A rebelião dos 13 marinheiros "não caiu em saco roto"
É suposto um país pertencente à NATO com uma enorme costa marítima, no extremo ocidental da Europa, numa posição privilegiada no eixo euro-atlântico ter umas forças armadas modernas e preparadas para os desafios do futuro que contribuam para a credibilidade de Portugal enquanto país garante de segurança internacional.
Ora é tudo isto que poderá estar em risco se olharmos para a situação em que se encontra a Marinha Portuguesa, expresso sobretudo no que aconteceu com a fragata NRP Mondego.
Ninguém defende atitudes de insubordinação no seio das forças armadas e o almirante Gouveia e Melo esteve bem na reprimenda dirigida aos 13 marinheiros que trouxeram a público a situação de ausência de manutenção daquela fragata.
Mas não podemos deixar de ter uma simpatia solidária pelos 13 marinheiros que, arriscando o futuro da sua carreira, trouxeram a lume a situação de verdadeira sucata flutuante em que se encontra a fragata NRP Mondego. Com os dois motores e os três geradores que a equipam num tal estado de desgaste o navio não conseguiu, na sua mais recente missão, percorrer as 158 milhas náuticas (295 km ) que separam o porto do Funchal das ilhas Selvagens. A fragata ficou às escuras a boiar, sem geradores, com motores parados. Afinal os 13 marinheiros tinham razão sob o estado do navio. Esperamos, assim, que a pena disciplinar que vão receber pela sua atitude não seja mais do que simbólica!
A situação em que se encontra a Marinha Portuguesa é fruto do desinvestimento nas Forças Armadas portuguesas.
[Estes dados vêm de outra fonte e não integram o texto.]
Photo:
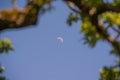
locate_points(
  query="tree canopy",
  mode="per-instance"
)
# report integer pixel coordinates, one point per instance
(100, 22)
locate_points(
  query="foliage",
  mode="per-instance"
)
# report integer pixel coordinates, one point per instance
(100, 22)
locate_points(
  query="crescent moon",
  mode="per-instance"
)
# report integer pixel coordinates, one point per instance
(60, 39)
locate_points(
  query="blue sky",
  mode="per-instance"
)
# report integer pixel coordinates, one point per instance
(39, 55)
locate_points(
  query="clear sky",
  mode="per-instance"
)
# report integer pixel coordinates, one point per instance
(39, 55)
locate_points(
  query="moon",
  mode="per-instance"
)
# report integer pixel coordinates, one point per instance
(60, 39)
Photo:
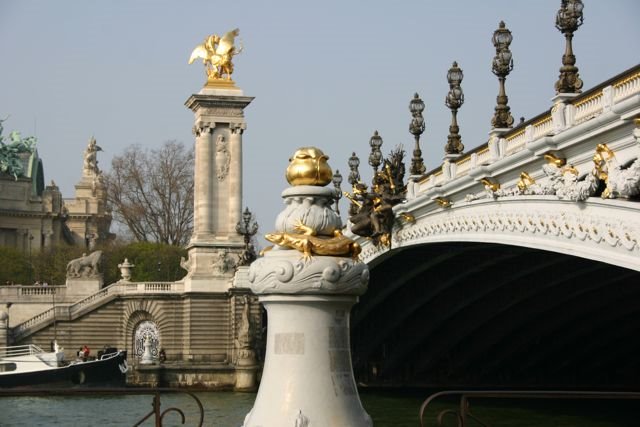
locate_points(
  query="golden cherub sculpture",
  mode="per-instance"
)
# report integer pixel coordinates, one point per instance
(217, 53)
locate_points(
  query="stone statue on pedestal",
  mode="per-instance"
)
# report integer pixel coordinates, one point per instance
(86, 266)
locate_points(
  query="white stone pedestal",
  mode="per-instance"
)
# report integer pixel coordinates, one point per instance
(308, 283)
(308, 379)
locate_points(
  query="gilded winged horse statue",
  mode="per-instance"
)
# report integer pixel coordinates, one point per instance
(217, 53)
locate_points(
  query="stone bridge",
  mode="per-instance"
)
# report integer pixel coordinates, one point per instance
(522, 264)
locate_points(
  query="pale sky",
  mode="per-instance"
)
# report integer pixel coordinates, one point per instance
(325, 73)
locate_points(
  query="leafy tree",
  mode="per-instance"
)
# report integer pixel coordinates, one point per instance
(151, 192)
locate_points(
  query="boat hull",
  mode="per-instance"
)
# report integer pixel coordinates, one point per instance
(110, 370)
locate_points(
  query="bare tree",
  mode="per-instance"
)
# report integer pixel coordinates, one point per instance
(151, 192)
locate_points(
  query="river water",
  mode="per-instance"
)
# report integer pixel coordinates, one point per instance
(227, 409)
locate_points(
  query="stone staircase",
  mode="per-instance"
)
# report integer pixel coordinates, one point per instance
(88, 304)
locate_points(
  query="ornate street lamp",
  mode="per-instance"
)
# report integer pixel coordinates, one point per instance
(247, 227)
(454, 100)
(354, 178)
(568, 19)
(337, 180)
(375, 158)
(501, 67)
(354, 174)
(416, 107)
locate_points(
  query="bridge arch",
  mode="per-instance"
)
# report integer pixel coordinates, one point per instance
(464, 313)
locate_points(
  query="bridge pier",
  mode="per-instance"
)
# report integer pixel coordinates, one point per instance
(308, 284)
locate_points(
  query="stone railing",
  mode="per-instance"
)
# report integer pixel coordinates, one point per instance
(38, 290)
(14, 293)
(153, 287)
(69, 312)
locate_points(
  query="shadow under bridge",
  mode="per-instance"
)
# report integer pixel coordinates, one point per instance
(478, 314)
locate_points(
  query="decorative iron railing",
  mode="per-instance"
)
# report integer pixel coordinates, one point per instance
(464, 417)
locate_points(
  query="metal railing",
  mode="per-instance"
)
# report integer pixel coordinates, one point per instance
(463, 414)
(21, 350)
(157, 413)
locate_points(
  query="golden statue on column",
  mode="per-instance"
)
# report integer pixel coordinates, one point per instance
(217, 55)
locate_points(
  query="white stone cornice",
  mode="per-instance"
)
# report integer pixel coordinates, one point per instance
(603, 230)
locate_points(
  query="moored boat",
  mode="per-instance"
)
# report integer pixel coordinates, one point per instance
(29, 365)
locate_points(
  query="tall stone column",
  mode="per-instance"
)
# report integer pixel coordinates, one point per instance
(308, 284)
(215, 245)
(203, 210)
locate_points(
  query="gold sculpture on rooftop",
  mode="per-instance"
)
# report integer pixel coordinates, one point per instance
(217, 55)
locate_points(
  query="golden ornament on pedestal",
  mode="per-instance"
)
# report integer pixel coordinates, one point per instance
(309, 166)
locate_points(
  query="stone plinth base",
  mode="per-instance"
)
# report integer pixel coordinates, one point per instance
(82, 287)
(210, 267)
(308, 379)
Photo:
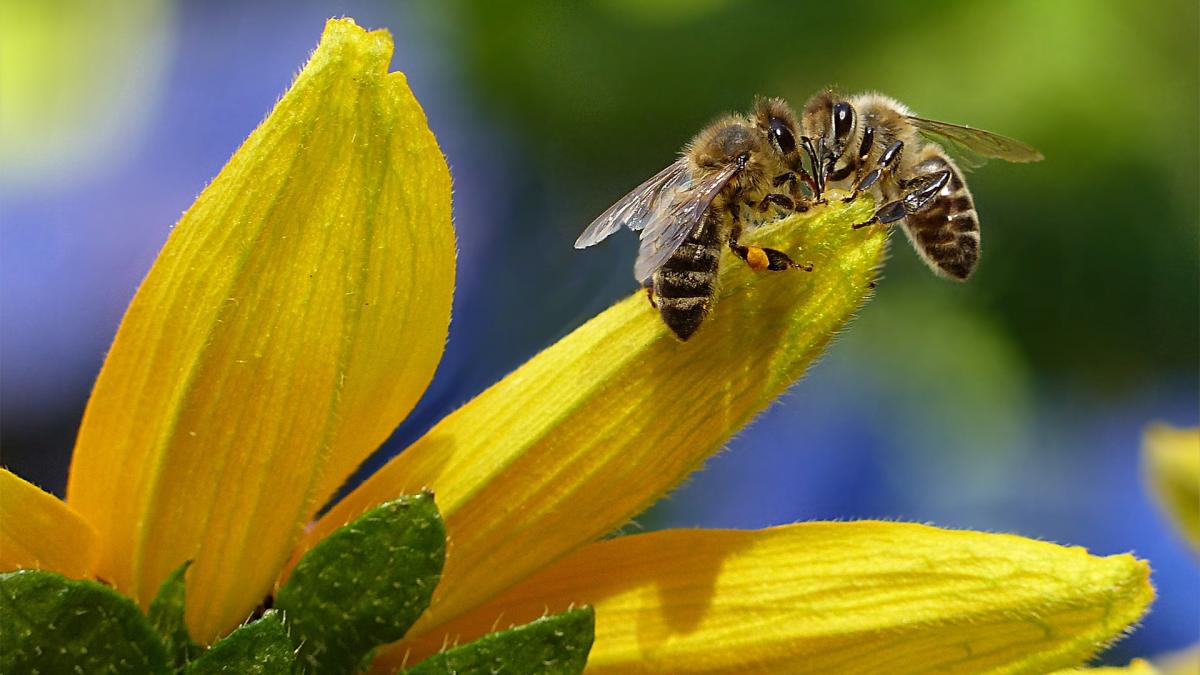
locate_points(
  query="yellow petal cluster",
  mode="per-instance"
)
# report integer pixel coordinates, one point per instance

Mas é particularmente chocante o caso da Marinha pelo perfil atlântico da costa portuguesa e pelo facto de sermos um país de marinheiros, com tradição e com um papel importante a desempenhar na Nato. Temos cinco fragatas da classe NRP idênticas à Mondego e a Nato pede-nos que, para o nosso desempenho no seio da organização, tenhamos pelo menos quatro operacionais. Ora não é isso que, vulgarmente, acontece e muitas vezes, temos apenas uma fragata operacional pondo em sério risco os compromissos que assumimos com a NATO.
A verba destinada a manutenção da frota da Marinha tem vindo a descer nas últimas décadas. Em 2010 a Marinha recebia para a manutenção dos seus navios 113 milhões de euros. Em 2021 esse valor desceu para os 72 milhões de euros. As fragatas são de construção antiga. Foram fabricadas na Dinamarca em 1992 e desactivadas naquele país em 2010. Foram depois adquiridas por Portugal em 2014. Quatro delas foram compradas por quatro milhões de euros, uma autêntica "pechincha".
Rumaram de seguida aos estaleiros do Alfeite onde foram reconstruídas e modernizadas com um custo de 7 milhões cada unidade. São, pois, unidades antigas e reconstruídas que carecem de uma permanente acção de manutenção para estarem em boas condições de navegabilidade.
Após os acontecimentos com a fragata Mondego houve os habituais movimentos políticos do estilo "casa roubada, trancas à porta". O Presidente da República veio chamar a atenção para a "necessidade da democracia portuguesa ir calibrando a sua política de Defesa, acompanhando os investimentos feitos pela generalidade dos seus aliados na NATO". E o governo lá desembolsou 39 milhões de euros para custos de manutenção para os navios da Marinha, verba que vai ser distribuída pelos próximos três anos. Portanto parece que o protesto dos 13 marinheiros "não caiu em saco roto".
Andamos, assim, à deriva um pouco como a fragata Mondego. Somos um país empobrecido e incapaz de definir as suas prioridades de investimento. Hoje vai para aqui, amanhã para ali, ao sabor das rupturas que vão acontecendo, da pressão mediática, dos protestos dos sindicatos, da agitação dos lobbies, dos lamentos dos protagonistas sociais. Falta rumo, falta uma gestão criteriosa que defina prioridades e seja rigorosa e firme nos seus objectivos. Não é só a fragata Mondego que está deriva. É o país inteiro.